6年後の腹部MRI検査、胸部~骨盤の造影検査にて膵体部のくびれ状萎縮変形が進行しており、悪性病変の初期変化として注意喚起していました。それから3年後の造影MRI検査にて、くびれ状萎縮部にDWI高信号、造影後の遅延相に濃染域、主膵管の軽度狭小化を認め、早期膵臓がんの可能性を指摘しました。
病理結果
Tis(pTis pN0 M0 Stage0 pR0)
撮影内容
MRI(造影有)
所見
2019/01/19のMRI検査および2019/2/2胸部~骨盤造影CT検査と比較しました。
膵実質の不均一萎縮、体部のくびれ状萎縮を認めます。萎縮の程度は著変ありません。(図1)
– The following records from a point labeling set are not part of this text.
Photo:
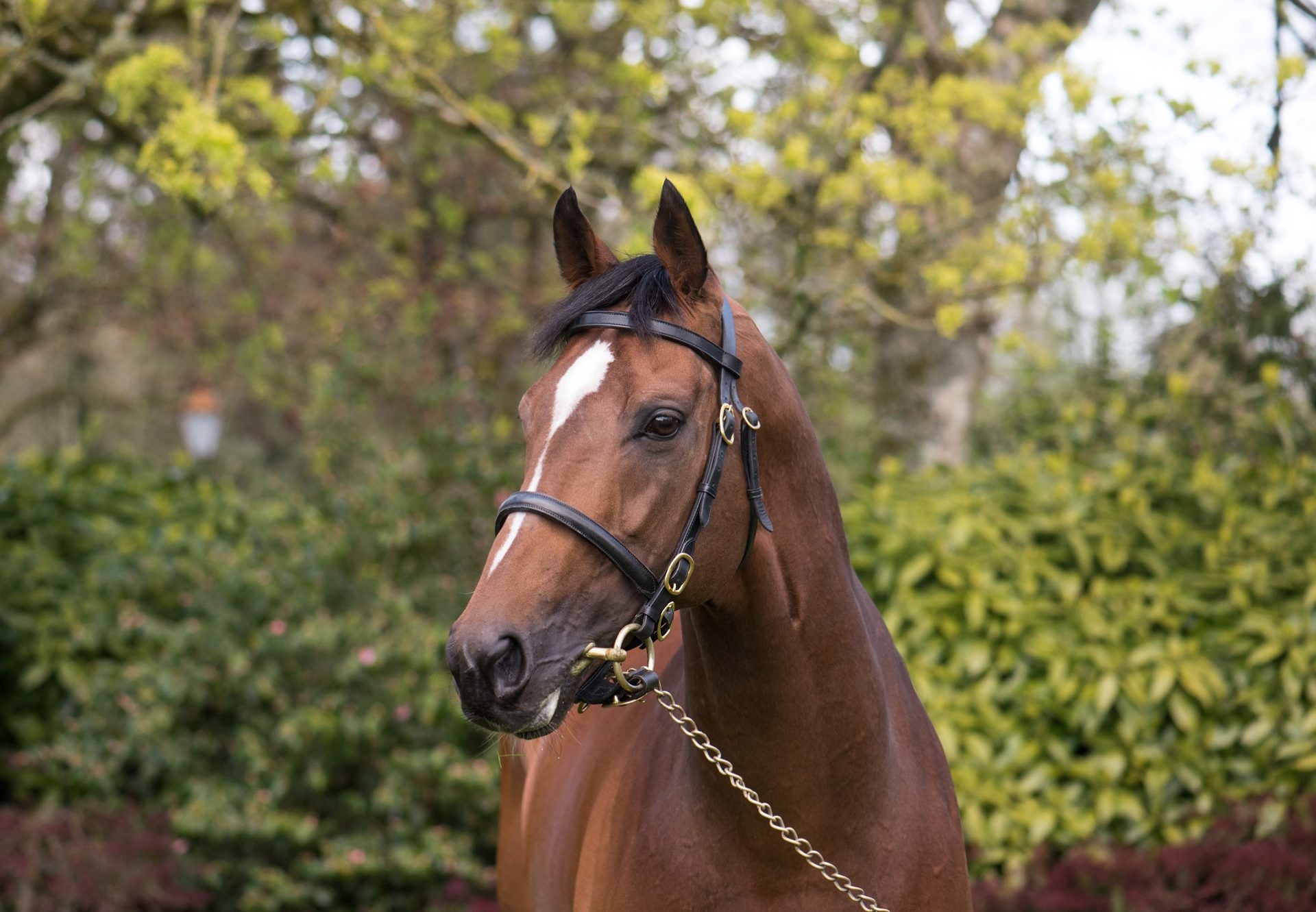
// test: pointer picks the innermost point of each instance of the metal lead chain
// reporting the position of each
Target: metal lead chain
(802, 846)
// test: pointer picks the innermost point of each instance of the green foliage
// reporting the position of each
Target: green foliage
(247, 663)
(1112, 633)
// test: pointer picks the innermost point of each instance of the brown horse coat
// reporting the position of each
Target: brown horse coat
(782, 660)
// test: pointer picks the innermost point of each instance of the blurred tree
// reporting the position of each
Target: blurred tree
(271, 193)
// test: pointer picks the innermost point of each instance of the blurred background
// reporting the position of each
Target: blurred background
(1040, 267)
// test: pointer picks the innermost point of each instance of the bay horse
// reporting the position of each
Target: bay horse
(779, 656)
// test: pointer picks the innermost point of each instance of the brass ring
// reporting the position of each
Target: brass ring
(616, 666)
(672, 569)
(722, 423)
(670, 615)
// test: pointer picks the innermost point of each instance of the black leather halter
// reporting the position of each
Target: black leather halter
(656, 616)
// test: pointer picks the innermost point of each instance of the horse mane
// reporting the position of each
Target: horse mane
(644, 280)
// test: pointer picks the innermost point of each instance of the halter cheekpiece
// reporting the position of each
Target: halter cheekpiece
(657, 615)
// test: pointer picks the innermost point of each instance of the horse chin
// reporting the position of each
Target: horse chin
(552, 711)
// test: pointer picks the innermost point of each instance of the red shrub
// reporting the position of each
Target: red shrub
(91, 861)
(1227, 870)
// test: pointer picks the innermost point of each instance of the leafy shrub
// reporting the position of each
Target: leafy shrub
(234, 658)
(1230, 869)
(1114, 637)
(91, 861)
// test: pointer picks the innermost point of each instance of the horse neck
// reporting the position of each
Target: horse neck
(794, 658)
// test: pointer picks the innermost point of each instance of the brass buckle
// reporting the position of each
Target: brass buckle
(722, 423)
(618, 656)
(666, 621)
(672, 569)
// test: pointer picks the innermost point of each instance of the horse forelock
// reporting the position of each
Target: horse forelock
(642, 280)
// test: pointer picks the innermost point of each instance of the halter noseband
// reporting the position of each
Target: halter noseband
(653, 620)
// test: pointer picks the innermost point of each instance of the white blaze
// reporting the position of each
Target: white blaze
(582, 378)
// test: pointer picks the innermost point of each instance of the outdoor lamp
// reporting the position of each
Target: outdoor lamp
(202, 424)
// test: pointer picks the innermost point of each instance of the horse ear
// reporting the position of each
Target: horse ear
(678, 244)
(581, 254)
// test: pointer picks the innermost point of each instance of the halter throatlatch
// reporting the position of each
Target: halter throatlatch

膵体部のくびれ状萎縮部はDWI高信号で、造影後に遅延性の増強効果が見られます。MRCPでは微小嚢胞と主膵管の軽度狭小化が見られます。これらは以前の検査より明瞭になっています。(図1-5)
主膵管は膵頭部で屈曲蛇行し、副膵管の描出があります。
肝実質の脂肪含有率は6%程度で軽度脂肪肝です。(図6)
肝、両腎に嚢胞が散在しています。(前回CTでS4血管腫としたものも、嚢胞のようです)
胆嚢ポリープについてはMRI上は不明瞭です。
副腎、脾臓に異常所見を認めません。
消化管に粗大病変を認めません。
上腹部にリンパ節腫大、腹水貯留を認めません。
診断
膵体部のくびれ状萎縮+DWI高信号+遅延性増強効果+主膵管狭小化。(図1-5)
:腫瘍初期病変を疑います。EUS、細胞診などさらなる精査をご検討ください。
軽度脂肪肝。(図6) 肝、両腎の嚢胞。